L’intérim chez les infirmiers, un phénomène qui inquiète les hôpitaux

Une infimière dans une salle d’opération de l’hôpital de la Croix-Rousse, à Lyon, le 26 septembre 2023.

A l’hôpital, le cercle vicieux de l’intérim ne se limite pas au monde des médecins. Dans les rangs infirmiers aussi, ce mode d’exercice, prévu pour des remplacements ponctuels de courte durée, s’est développé ces dernières années à mesure que les postes vacants se sont multipliés, en particulier en Ile-de-France. Avec une même difficulté, dans des établissements qui souffrent cruellement du manque de soignants : ce mode d’exercice un peu mieux rémunéré, avec une grande liberté de planning, vient désormais concurrencer le recrutement classique. Et participe, en prenant de l’ampleur, à la désorganisation des services.

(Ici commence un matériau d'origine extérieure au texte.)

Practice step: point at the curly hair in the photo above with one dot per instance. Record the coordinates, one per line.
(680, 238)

L’article 7 de la proposition de loi sur l’accès aux soins portée par le député (Horizons) de Seine-et-Marne Frédéric Valletoux, soutenue par le gouvernement, veut endiguer cette tendance en visant les jeunes professionnels. Le texte, qui doit être examiné en commission mixte paritaire, jeudi 7 décembre, prévoit d’interdire l’intérim en début de carrière aux jeunes médecins, infirmiers et aides-soignants.

Si la mesure est adoptée, la durée de l’interdiction sera précisée par décret – de trois à quatre ans étaient initialement envisagés. « L’intérim doit redevenir un phénomène à la marge, il ne doit pas être un modèle de carrière, défend Frédéric Valletoux. Il faut envoyer ce signal parce qu’aujourd’hui, nous avons des jeunes qui commencent par l’intérim et poursuivent leur carrière comme ça. »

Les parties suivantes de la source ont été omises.